US charges Cambodian executive in massive crypto scam and seizes more than $14 billion in bitcoin

NEW YORK (AP) — According to Associated Press, the U.S. government has seized more than $14 billion in bitcoin and charged the founder of a Cambodian conglomerate in a massive cryptocurrency scam, accusing him and unnamed co-conspirators of exploiting forced labor to dupe would-be investors and using proceeds to purchase luxury yachts, private jets and a Pablo Picasso painting.
In an indictment unsealed Tuesday, federal prosecutors in Brooklyn charged Prince Holding Group chairman Chen Zhi with wire fraud conspiracy and money laundering conspiracy. At the same time, U.S. and British authorities imposed sanctions on Chen’s company, which is involved in real estate development, financial services and other businesses, and the Treasury Department declared it a transnational criminal organization.
Chen, 38, is accused of sanctioning brutal violence against workers, authorizing hundreds of millions of dollars in bribes to foreign officials and using his other businesses, such as online gambling and cryptocurrency mining operations, to launder illicit profits.
Chen was the “mastermind behind a sprawling cyber-fraud empire,” Assistant Attorney General John Eisenberg said. U.S. Attorney Joseph Nocella called it “one of the largest investment fraud operations in history.”
Last year, Americans lost at least $10 billion to Southeast Asia-based scams, a 66% increase from 2023, the Treasury Department said, calling Prince a “dominant player” in that space. Chinese authorities have been investigating the company since as early as 2020, according to court records reviewed by the U.S. Institute of Peace.
A spokesperson for the Cambodian government, Pen Bona, did not immediately respond to a request for comment.
J. Daniel Sims, a transnational crime expert at Harvard University’s Asia Center, said that Prince is “an essential part of the scaffolding that makes global cyber-scamming possible,” and Chen is a “central pillar” of the criminal economy intertwined with Cambodia’s ruling regime.
Chen has served as an adviser to Prime Minister Hun Manet and his father, former prime minister Hun Sen, and was honored with the title “neak oknha” — equivalent to an English lord.
“While the indictment and sanctions don’t instantly dismantle these networks, they fundamentally change the risk calculus,” Sims said.
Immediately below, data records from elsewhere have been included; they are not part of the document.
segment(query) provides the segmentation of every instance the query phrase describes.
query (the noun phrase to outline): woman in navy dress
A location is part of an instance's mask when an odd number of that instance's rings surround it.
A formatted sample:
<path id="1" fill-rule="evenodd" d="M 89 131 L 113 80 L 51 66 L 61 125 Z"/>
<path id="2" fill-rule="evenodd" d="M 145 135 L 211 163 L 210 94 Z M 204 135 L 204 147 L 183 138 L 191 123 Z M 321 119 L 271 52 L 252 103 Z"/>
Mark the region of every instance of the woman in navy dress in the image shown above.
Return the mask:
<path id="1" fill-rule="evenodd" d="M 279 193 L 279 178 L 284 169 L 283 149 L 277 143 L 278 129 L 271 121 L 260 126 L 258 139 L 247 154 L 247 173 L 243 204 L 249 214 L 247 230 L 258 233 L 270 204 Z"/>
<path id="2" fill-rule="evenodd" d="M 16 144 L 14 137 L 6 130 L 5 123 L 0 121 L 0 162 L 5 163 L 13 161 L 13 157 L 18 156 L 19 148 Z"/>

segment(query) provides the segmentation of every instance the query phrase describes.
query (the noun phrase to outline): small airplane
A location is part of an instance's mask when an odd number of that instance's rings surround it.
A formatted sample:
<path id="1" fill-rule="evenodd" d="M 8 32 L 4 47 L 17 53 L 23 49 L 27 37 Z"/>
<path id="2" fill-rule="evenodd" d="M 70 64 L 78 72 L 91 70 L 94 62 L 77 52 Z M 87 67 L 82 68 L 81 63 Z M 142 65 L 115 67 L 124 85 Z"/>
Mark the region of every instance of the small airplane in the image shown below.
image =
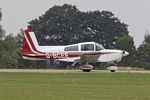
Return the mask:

According to the indictment, Prince built at least 10 compounds in Cambodia where workers — often migrants held against their will — were forced to contact thousands of victims through social media or online messaging platforms, build rapport and entice them to transfer cryptocurrency with hopes of big investment returns.
In reality, prosecutors said, it was a swindle. The money was stolen, funneled into other Prince businesses and shell companies and used to pay for things like luxury travel and entertainment, watches, vacation homes, high-end collectables, rare artwork and even a Rolex watch for an executive’s spouse, prosecutors said.
The compounds functioned as forced labor camps, with dormitories surrounded by high walls and barbed wire fences, and automated call centers where hundreds of mobile phones controlling tens of thousands of fake social media profiles were lined up on racks, prosecutors said. One compound was associated with Prince’s Jinbei Casino Hotel. Another was known as “Golden Fortune.”
According to the Treasury Department’s sanctions statement, workers at the compounds were held captive, isolated and sometimes beaten after being lured with the promise of high-paying jobs in fields such as customer service or tech support.
Photographs included in Chen’s indictment showed one man with a bloody gash on his face, dozens of men on the ground with their hands bound, and a man with red lash marks on his chest and arms.
Chen personally approved of at least one beating, of a man believed to be causing trouble at a compound, but cautioned that he not be “beaten to death.” People living near Golden Fortune reported seeing escaped workers “beaten until they are barely alive,” the Treasury Department said.
In 2023, the United Nations estimated around 100,000 people were being forced to carry out online scams in Cambodia, as well as at least 120,000 in Myanmar and tens of thousands in Thailand, Laos and the Philippines.
“These actions won’t end the scam economy overnight,” said Sims, the transnational crime expert. “But they shrink its oxygen supply and send a rare message to regimes like Cambodia’s that elite crime as a ruling strategy is a double-edged sword.”